De Marseille à Tuktoyaktuk

De Marseille à Tuktoyaktuk- [28/30] : 

De nombreuses personnes s’étaient déplacées lors de l’arrivée de la mosquée à Inuvik, et tous les musulmans dont le métier le plus partagé était « chauffeur de taxi ». Ce jour-là évidemment et par conséquent la ville avait souffert de cette soudaine et totale absence. Cela ressemblait à une grève. Aucun taxi n’était disponible. Le minaret de “la petite mosquée de la toundra” – autre appellation donnée à la mosquée, celle-là par des journalistes –a été construit localement, c’est-à-dire à Inuvik. L’ouverture au public de la mosquée la plus septentrionale au monde a eu lieu le 10 novembre dernier, peu avant l’Aïd el-Kébir, en présence de nombreuses personnalités locales, dont le maire d’Inuvik. On a prié, puis un dîner a été offert aux habitants pour célébrer l’inauguration. Le repas a réuni près de trois cents personnes. « Après on a dansé tous ensemble ! », dit Dehgah. Il demande, les yeux grands ouverts, « y’re muslim ? » 

Les horloges s’apprêtent à basculer alors que le soleil de minuit se prête volontiers à toutes sortes de prises photographiques. Véro le mitraille, ainsi que des gobemouches piaillant de joie sur une branche de mélèze fatigué devant chez Marys Room à l’angle de la Third avenue et de Harper Street. Il fait à peine sombre. C’est à cet endroit que les Marseillais se séparent des deux amis autochtones non sans avoir échangé leurs coordonnées. « See you soon ! » 

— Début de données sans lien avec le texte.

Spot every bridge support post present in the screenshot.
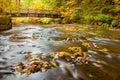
[0,14,12,31]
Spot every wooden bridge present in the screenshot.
[6,9,61,18]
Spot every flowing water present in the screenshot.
[0,24,120,80]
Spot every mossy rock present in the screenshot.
[0,23,12,31]
[0,15,11,25]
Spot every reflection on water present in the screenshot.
[0,24,120,80]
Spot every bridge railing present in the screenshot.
[6,8,60,14]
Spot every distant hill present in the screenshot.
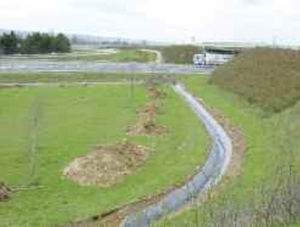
[0,29,161,46]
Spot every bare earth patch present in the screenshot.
[63,142,148,187]
[147,83,167,99]
[126,101,167,136]
[197,98,247,177]
[0,182,12,202]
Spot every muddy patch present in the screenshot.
[197,98,247,178]
[147,83,167,99]
[63,141,148,188]
[126,101,167,136]
[126,83,167,136]
[0,182,12,202]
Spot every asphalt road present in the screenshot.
[0,59,213,74]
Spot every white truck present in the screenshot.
[193,52,234,66]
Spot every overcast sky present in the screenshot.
[0,0,300,44]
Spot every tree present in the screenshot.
[0,31,19,54]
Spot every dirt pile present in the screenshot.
[127,101,167,136]
[63,142,148,187]
[147,83,167,99]
[126,83,167,136]
[0,182,12,202]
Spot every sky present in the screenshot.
[0,0,300,45]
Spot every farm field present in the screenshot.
[0,79,209,226]
[0,48,156,63]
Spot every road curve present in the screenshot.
[121,84,232,227]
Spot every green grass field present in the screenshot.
[1,48,156,63]
[157,76,300,226]
[0,81,208,226]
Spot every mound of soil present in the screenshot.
[126,102,167,136]
[148,84,167,98]
[63,142,148,187]
[0,182,12,202]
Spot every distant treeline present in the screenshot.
[0,31,71,54]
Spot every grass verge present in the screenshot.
[0,81,208,226]
[157,76,300,226]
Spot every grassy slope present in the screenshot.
[0,85,208,226]
[0,72,185,83]
[212,48,300,112]
[159,76,300,226]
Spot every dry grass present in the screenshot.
[63,142,148,187]
[0,182,12,202]
[212,48,300,112]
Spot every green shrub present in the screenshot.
[211,48,300,112]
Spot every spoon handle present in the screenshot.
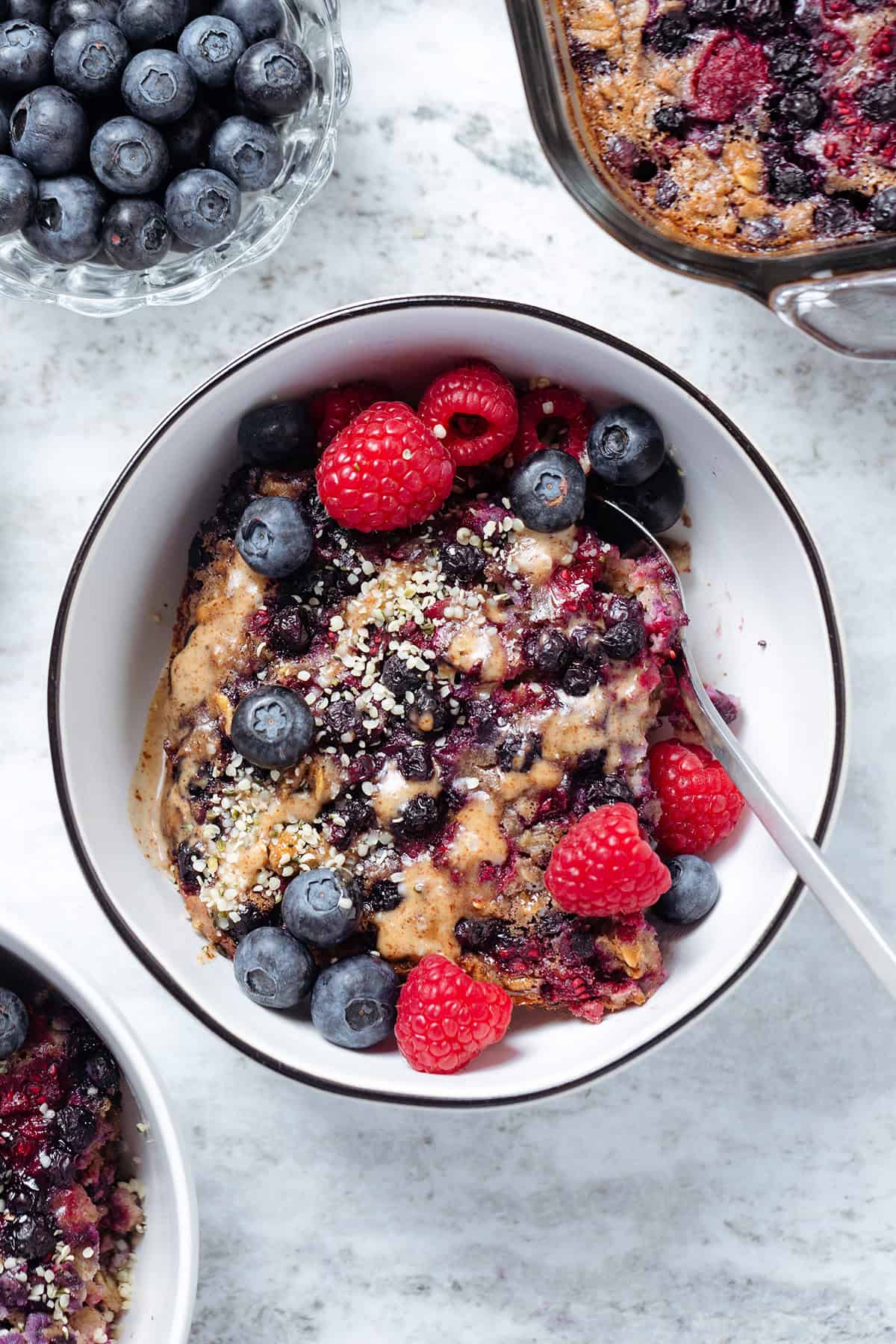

Ils quittent Dawson pour s’installer à la sortie nord de la ville dans le Klondike River Lodge, à une quinzaine de kilomètres. Les lieux abritent bien une station-service. Ils peuvent souffler. Le Bonanza gold motel se situe au pied de la mythique Dempster Highway qui mène à Inuvik la ville de destination. Ils récupèrent la clé de la chambre et concèdent qu’il leur faut, après la douche, s’étendre confortablement et rêver d’Inuvik, de sa mosquée, de son église-igloo, des grizzlys, rêver de Tuktoyaktuk et des caves glacées de la mère Ninguiukusuk, pourquoi pas ? 

La nuit n’a pas duré. A-t-elle seulement pointé le bout du nez ? Il suffit au soleil de tourner sur lui-même au raz de la mer de Beaufort et réapparaître pour égayer un nouveau jour. La nuit a duré le temps d’une café. Véro et Omar ont dormi en utilisant le masque sommeil qu’on leur a distribué dans l’avion. Le réveil sonne à l’heure programmée. Ils sont extirpés du lit par une luminosité aveuglante. Omar a ronflé une partie de la nuit. Lorsque Véro le lui dit, il feint l’étonnement « ah oui ? » Mais ils se connaissent trop bien. 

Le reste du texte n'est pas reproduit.